Nous avançons sous la pluie vers La Brionne, où nous arrivons bien trempés. Thérèse et Gérard Le meignan nous attendent. Un rapide repérage au jardin, où je suis venu ce dernier hiver, quand il était encore en sommeil. Val Maubrune, au nom de roman d'automne, est un vallon en dehors du monde, une sorte de toile de maître qu'on a, un temps, le privilège de traverser.

Le jeu des sources, le temps de l'eau et des arbres, l'exubérance des fougères, la plaisanterie des saules taillés, font de ce jardin un lieu d'exception. On ne visite pas Val Maubrune, on y entre en émotion, on y pénètre comme dans une histoire de vie, on observe, on s'inspire, on respire, on devient cette eau qui court vers la prairie des carex. Puis on avance en solitude jusqu'à un théâtre secret, au plus profond du parc, à l'endroit exact où les sources rejoignent la forêt redevenue presque sauvage.
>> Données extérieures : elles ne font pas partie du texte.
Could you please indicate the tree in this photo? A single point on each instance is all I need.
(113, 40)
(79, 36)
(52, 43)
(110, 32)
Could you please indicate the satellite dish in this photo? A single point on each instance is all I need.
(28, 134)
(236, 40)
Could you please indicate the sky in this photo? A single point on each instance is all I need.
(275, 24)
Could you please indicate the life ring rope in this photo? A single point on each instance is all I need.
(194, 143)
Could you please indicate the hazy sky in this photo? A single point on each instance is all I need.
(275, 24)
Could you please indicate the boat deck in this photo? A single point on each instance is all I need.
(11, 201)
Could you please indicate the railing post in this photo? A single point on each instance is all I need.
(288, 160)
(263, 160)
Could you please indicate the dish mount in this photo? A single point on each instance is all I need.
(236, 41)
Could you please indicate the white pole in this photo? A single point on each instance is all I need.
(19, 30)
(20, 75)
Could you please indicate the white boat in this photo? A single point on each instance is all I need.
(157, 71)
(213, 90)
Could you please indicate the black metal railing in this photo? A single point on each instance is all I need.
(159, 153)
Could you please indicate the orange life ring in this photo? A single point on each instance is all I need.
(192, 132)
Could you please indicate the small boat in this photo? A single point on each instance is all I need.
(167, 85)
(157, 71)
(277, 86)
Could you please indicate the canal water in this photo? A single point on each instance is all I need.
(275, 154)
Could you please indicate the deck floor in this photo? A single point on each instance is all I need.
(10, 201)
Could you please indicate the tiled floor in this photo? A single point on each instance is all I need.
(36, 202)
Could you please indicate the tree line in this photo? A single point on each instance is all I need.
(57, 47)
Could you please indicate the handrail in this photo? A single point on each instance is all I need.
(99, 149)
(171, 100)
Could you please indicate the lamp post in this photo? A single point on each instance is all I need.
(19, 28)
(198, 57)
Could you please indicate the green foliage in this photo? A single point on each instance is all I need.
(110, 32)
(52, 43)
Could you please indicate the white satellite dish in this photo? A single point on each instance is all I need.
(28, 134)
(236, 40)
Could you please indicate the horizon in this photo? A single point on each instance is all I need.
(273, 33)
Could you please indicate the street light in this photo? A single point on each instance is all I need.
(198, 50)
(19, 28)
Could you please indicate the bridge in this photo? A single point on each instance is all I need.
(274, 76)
C'est là que tout se passe : une sorte d'immense cratère de lune, une mer de Tranquilité d'où, au milieu d'un océan de sphaignes et de mousses, jaillissent quelques Sceaux de Salomon et de précieuses Digitales.
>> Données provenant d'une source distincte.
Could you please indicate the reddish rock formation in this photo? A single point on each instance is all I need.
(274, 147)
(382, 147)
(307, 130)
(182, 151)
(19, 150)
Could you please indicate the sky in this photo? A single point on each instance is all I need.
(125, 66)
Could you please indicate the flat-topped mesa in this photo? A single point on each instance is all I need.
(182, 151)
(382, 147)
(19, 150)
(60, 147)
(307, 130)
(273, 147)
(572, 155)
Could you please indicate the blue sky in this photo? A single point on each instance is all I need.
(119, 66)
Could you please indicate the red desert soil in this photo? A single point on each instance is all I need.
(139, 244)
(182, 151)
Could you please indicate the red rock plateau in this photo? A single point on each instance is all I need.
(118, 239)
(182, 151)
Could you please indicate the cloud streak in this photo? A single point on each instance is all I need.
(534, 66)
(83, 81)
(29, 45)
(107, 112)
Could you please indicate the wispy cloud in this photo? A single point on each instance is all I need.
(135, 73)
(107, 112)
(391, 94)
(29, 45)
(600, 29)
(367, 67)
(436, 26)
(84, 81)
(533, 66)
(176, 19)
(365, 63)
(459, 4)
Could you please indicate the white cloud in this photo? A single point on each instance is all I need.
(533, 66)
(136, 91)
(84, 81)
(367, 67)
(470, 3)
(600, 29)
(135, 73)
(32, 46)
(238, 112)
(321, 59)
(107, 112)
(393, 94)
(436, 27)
Je le sais. Ici, la nuit, les Oréades et le Petit Peuple tiennent colloque, assurément.

On reste là un moment, bouleversé par l'alchimie du lieu. On essaie encore de déchiffrer les runes dessinées par les racines moussues et les feuilles mortes, une sorte d'alphabet secret, un code d'écorce et de terre. Il faut installer un campement, une hutte, devenir paléographe en végétalie pour comprendre, veiller des nuits entières en silence, rester ici pendant plusieurs saisons, afin de déchiffrer cette extravagance.

Hélas, je ne suis que ce visiteur passager, ce coureur des talus qui raconte aux gens des histoires de plantes et colporte des ombres de feuillage.

Je reviendrai à Val Maubrune, c'est inévitable.

La pluie. Une longue bruine caressante, plutôt douce. J'ai quitté Guéret-la-triste et marche vers le nord. Peu à peu la montagne s'en va, ramollit, se dissout dans la brume humide du matin.

C'est maintenant presque la plaine. J'aspire à la Loire.